Der Freund nahm das Wort: Die Stadt zu retten, ist, wenn wir aufrichtig seyn wollen, unser Zweck, und die Staatsreform das Mittel dazu, aber um der übrigen Schweiz willen müssen wir das Mittel für den Zweck ausgeben, damit auch sie könne gerettet werden. Frankreich befiehlt eine Veränderung oder droht Krieg; wir liegen an den Grenzen; das Volk ist empört, was kann die arme Stadt machen? Für sie ist kein Rettungsmittel, als der fremden Uebermacht nachzugeben, und der einheimischen Gewaltthätigkeit durch rasches Mitwirken zuvorzukommen. Und da wir sicher wissen, daß die ganze Eidsgenossenschaft in die neue Form gegossen werden muß, so haben wir dabey noch den Trost, daß je geschwinder wir machen, und je friedlicher die neue Einrichtung bey uns zu Stande kömmt, desto eher die andern Stände durch unser wohlgelungenes Beyspiel zur Nachahmung bewogen werden könnten. Käme es aber zu einem Kriege, so versichert uns Frankreich zum voraus Neutralität für unser Gebieth; und sollte der andere Theil siegen, so 110 müßte er uns durch die Nothwendigkeit für entschuldigt halten.

Ihr wißt nun, wie wir denken, sagten sie; wir haben vielleicht mehr geredet, als wir sollten, allein ein theilnehmendes Herz ohne persönliche Absichten zieht die Offenherzigkeit an sich, desto stärker, je seltener es dem Bedrängten begegnet. – Nun könnt Ihr den Einverstandenen in Meilen nicht sagen, daß Ihr uneingeweiht von uns weggegangen seyd.

Und diese, war meine Antwort, werden auch nicht sagen, daß ich Euer Zutrauen nicht zu schätzen wisse, denn sie sollen wenig davon erfahren. Ich sehe nun den Unterschied; jene suchen Freyheit und Rache; Ihr Rettung aus der Noth; es kann keine lange Gemeinschaft zwischen euch statt haben.

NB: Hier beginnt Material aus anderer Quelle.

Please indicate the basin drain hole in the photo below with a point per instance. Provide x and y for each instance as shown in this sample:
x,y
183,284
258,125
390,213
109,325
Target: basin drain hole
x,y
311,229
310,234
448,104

Wo ist der reine Gemeingeist der Basler? werden jene sagen: sie sorgen für ihr Land, weil ihre Vaterstadt darin liegt, und für ihre Vaterstadt, weil sie Häuser, Weiber und Kinder darin haben, und für diese, weil sie ihnen angehören; also sorgen sie eigentlich nur für sich selber.

Macht es nicht jeder so, der die Wahrheit gestehen will? erwiederte der Freund sehr ernsthaft; worauf sollte auch sonst die Vaterlandsliebe beruhen, als auf dem Eigenthum? Es kömmt nur darauf an, was man darunter versteht. Die großen Worte, womit man sich heut zu Tage täuscht, sind noch keine Thaten; der Baum des Gemeinsinns trägt häufig Sodomsäpfel, und diejenigen, welche ihre 111 Unternehmungen so gern einen Beytrag zur Veredlung des Menschengeschlechts nennen, sind gewöhnlich fade Schwärmer, die nichts leisten. Es ist auch doch wohl Patriotismus, wenn wir Stadt und Land vom Krieg und Untergange retten, und dem ganzen Vaterlande mit dem nöthigen Beyspiele vorangehen. Geschähe es nun zunächst um unsrer selbst willen, oder aus gemeinnützigen Absichten, was liegt daran, wenn nur die edle Handlung gelingt! Den Menschen, der Gutes bewirkt, soll man nicht richten wollen.

Q. sagte: Du hast Recht, Bruder, und unser Freund hier versteht dich, warum willst du dich rechtfertigen! Vor dem Lichte der guten That verschwinden die Schatten der Bewegungsgründe; man soll den Tugenden überhaupt nicht zu genau den Puls greifen, die beßten quillen aus dem Drange eines edlen Muthes. Wer ihre Grundsätze wohlbedächtlich in ein Lehrgebäude ordnet, und als abgezogene Geister in die Fächer seiner Vernunft aufbewahrt, um für jeden Fall ein Heilmittel bei der Hand zu haben, der hat wohl eine schöne Apotheke, wird aber weder sich noch die Welt kuriren.